Снег пурпурный… Клавдий Мамонтов вспомнил пятна крови на снегу в овраге. Пурпур снеговой… кровь на ковре у кровати, а за окном снег, снег…
– Еще что-то про барыню он тебе говорил? – Пушкин-младший продолжал допрашивать.
– Не до разговоров нам было в постели, прямо скажу. Douceur et chalenr [7] Сладость и пыл ( фр .).
.
– Ладно, с этим пока все, если еще что вспомнишь, скажешь мне. И полицмейстеру потом все расскажешь, – Пушкин-младший помолчал секунду. – Теперь вот о чем хочу тебя спросить. Вас приглашали в особняк барона Корфа на Святках играть представление?
– Да, барин. Отыграли мы с большим успехом. Даже сами не ожидали.
– А живые картины представляли? – быстро подключился к допросу Клавдий Мамонтов.
– Картины – нет, – старая актриса усмехнулась. – Забраковали нас. Старые клячи мы, для таких дел уже не годимся. Девиц для этого пригласили отдельно.
– Каких еще девиц?
– Из веселого дома, – актриса снова усмехнулась. – Там же античность надо изображать. Нашли девиц для картин красивых и с телами упругими, не то что у нас, старух из труппы.
– И всех их красили золотой краской?
– Не всех. Краску у нас из реквизита брали. Но красили не всех. Избранных, кто богов представлял олимпийских.
– А Макар, лакей барыни, тоже участвовал в живых картинах?
– Конечно, из-за него их и затеяли. Там есть на что поглядеть, полюбоваться, барин.
– И кто же… кто эти картины живые затеял, кто велел краской мазать? Барон Корф?
– Может, и он, но все действо ставила она.
– Кто она? – нетерпеливо спросил Пушкин-младший, вмешиваясь в допрос.
– Мадемуазель Аликс.
– Аликс?
– У нее талант к постановкам. Она и «Полифема с Галатеей» нам поставила, сама поэму отыскала в библиотеке нашего барина старого.
– Ты видела живые картины? Что там представляли?
– Не видели мы, барин. Нас, актеров, на хоры услали за занавес, за ширмы. Мы лишь представляли «Галантную Индию», на своих инструментах играли. Это зрелище не для всех, как видно. Только для избранных гостей, которых барон в свой особняк в ту ночь пригласил.
– А барыня ваша присутствовала на том представлении? – спросил Мамонтов.
– Нет, не приглашали ее. А Макар-то как был в золоте, в шубу голый завернулся и по снегу ушел домой под утро уже. Видела я его. Ушел, потому что знал – она бесится, по нему с ума дома сходит.
– Кто? Барыня? Меланья Андреевна? – тихо спросил Мамонтов.
– А то кто же, барин.
– Но затем он в особняк Корфа возвращался?
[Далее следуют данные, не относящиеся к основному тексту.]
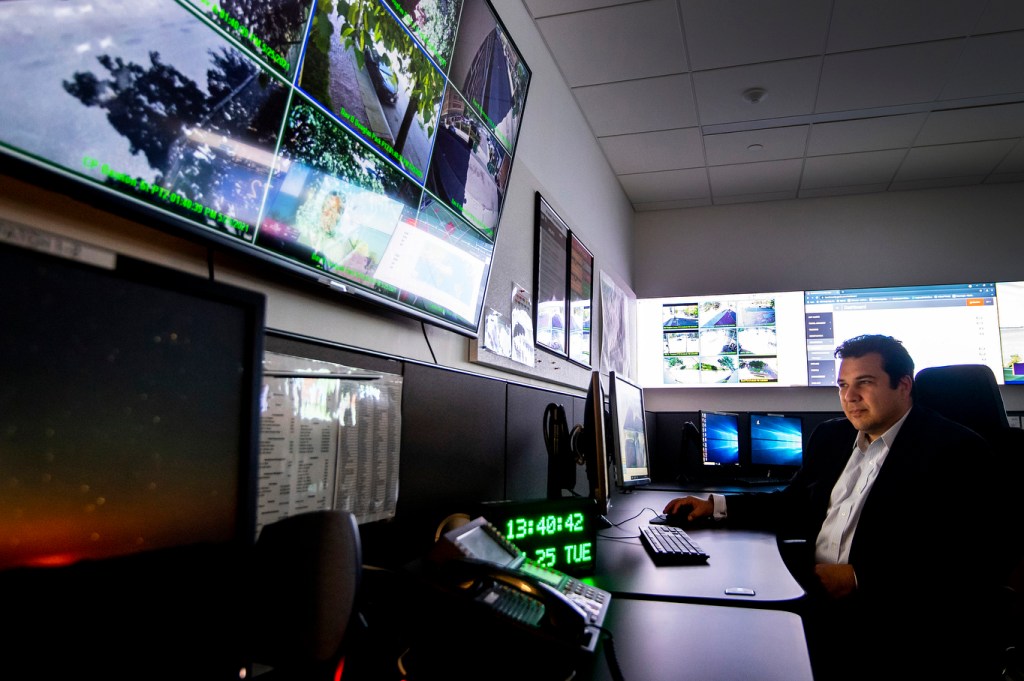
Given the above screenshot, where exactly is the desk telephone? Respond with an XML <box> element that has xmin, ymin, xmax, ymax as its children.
<box><xmin>417</xmin><ymin>517</ymin><xmax>611</xmax><ymax>665</ymax></box>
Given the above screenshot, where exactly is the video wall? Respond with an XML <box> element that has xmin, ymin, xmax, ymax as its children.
<box><xmin>0</xmin><ymin>0</ymin><xmax>530</xmax><ymax>335</ymax></box>
<box><xmin>637</xmin><ymin>282</ymin><xmax>1024</xmax><ymax>387</ymax></box>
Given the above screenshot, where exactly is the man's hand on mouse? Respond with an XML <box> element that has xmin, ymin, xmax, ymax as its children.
<box><xmin>662</xmin><ymin>497</ymin><xmax>715</xmax><ymax>520</ymax></box>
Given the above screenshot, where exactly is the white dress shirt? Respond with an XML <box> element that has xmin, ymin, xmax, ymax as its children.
<box><xmin>814</xmin><ymin>411</ymin><xmax>909</xmax><ymax>563</ymax></box>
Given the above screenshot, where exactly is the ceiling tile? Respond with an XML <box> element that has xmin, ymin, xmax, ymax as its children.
<box><xmin>807</xmin><ymin>114</ymin><xmax>927</xmax><ymax>156</ymax></box>
<box><xmin>814</xmin><ymin>40</ymin><xmax>964</xmax><ymax>112</ymax></box>
<box><xmin>633</xmin><ymin>198</ymin><xmax>711</xmax><ymax>213</ymax></box>
<box><xmin>828</xmin><ymin>0</ymin><xmax>986</xmax><ymax>52</ymax></box>
<box><xmin>896</xmin><ymin>139</ymin><xmax>1015</xmax><ymax>182</ymax></box>
<box><xmin>618</xmin><ymin>168</ymin><xmax>711</xmax><ymax>204</ymax></box>
<box><xmin>995</xmin><ymin>141</ymin><xmax>1024</xmax><ymax>173</ymax></box>
<box><xmin>915</xmin><ymin>102</ymin><xmax>1024</xmax><ymax>145</ymax></box>
<box><xmin>889</xmin><ymin>175</ymin><xmax>985</xmax><ymax>191</ymax></box>
<box><xmin>680</xmin><ymin>0</ymin><xmax>831</xmax><ymax>71</ymax></box>
<box><xmin>705</xmin><ymin>125</ymin><xmax>808</xmax><ymax>166</ymax></box>
<box><xmin>523</xmin><ymin>0</ymin><xmax>637</xmax><ymax>18</ymax></box>
<box><xmin>975</xmin><ymin>0</ymin><xmax>1024</xmax><ymax>33</ymax></box>
<box><xmin>800</xmin><ymin>182</ymin><xmax>889</xmax><ymax>199</ymax></box>
<box><xmin>715</xmin><ymin>189</ymin><xmax>797</xmax><ymax>206</ymax></box>
<box><xmin>693</xmin><ymin>57</ymin><xmax>821</xmax><ymax>125</ymax></box>
<box><xmin>800</xmin><ymin>150</ymin><xmax>906</xmax><ymax>189</ymax></box>
<box><xmin>572</xmin><ymin>75</ymin><xmax>697</xmax><ymax>137</ymax></box>
<box><xmin>942</xmin><ymin>31</ymin><xmax>1024</xmax><ymax>99</ymax></box>
<box><xmin>537</xmin><ymin>0</ymin><xmax>687</xmax><ymax>87</ymax></box>
<box><xmin>708</xmin><ymin>159</ymin><xmax>803</xmax><ymax>197</ymax></box>
<box><xmin>597</xmin><ymin>128</ymin><xmax>703</xmax><ymax>175</ymax></box>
– Этого я не знаю, барин. Нас со двора попросили утром, как карнавал-то святочный угомонился.
– И давно Макар при барыне состоял? – спросил Пушкин-младший.
– Она его увидела в театре нашем, взяла к себе, еще когда барин старый, муж ее, жив был, но уже в параличе лежал. Макар вырос в труппе. И родители его были актеры, знала я их. Анета, мать его… Может, читали вы, господа хорошие, повесть господина писателя Герцена – «Сорока-воровка». Пронзительная вещь, так житье наше актерское описал он точно и со слезой. И все чистая правда. Это ведь про нас он написал. Как-то давно, при барине Скалинском, приезжал в имение, где театр наш играл, знаменитый актер Щепкин. На его глазах вся эта история разыгралась. И поведал он ее через несколько лет господину писателю. Анетой ее так и звали, барин, как в повести. Макара она родила от аманта своего, тоже актера, но барину нашему Скалинскому казалось, что его это сын. Поэтому он его отличал – учил в детстве, учителей ему нанял хороших. А когда Анета забеременела опять, и было ясно уже, что не барин тому виной, но амант ее пылкий, он его в солдаты отдал, разлучил их. А ее запер как холопку свою. И она родами умерла в горячке. И младенчик умер. Макар же остался сиротой при театре. Красотой он своей в нее, в Анету… и в отца, тот красавец, героев играл – Гектора, Ахилла. А она хорошая была актриса, редкая. Не завидовала я ей никогда, нет. Жалела ее всегда…
Она умолкла. Снег за окном валил густой пеленой.
Пушкин-младший открыл дверь и пригласил поручика Дроздовского назад в номер.
– Вынужден просить вас оставаться здесь, в своей комнате, до приезда полицмейстера. И не предпринимать опрометчивых попыток уехать, даже если распогодится, – объявил он сухо. – Рубашку вашу я изымаю как улику. И оружие. А у дверей снаружи оставляю караул.
Поручик Дроздовский снял пенсне.
– Когда все это закончится, господин мировой посредник, я пришлю к вам своих секундантов.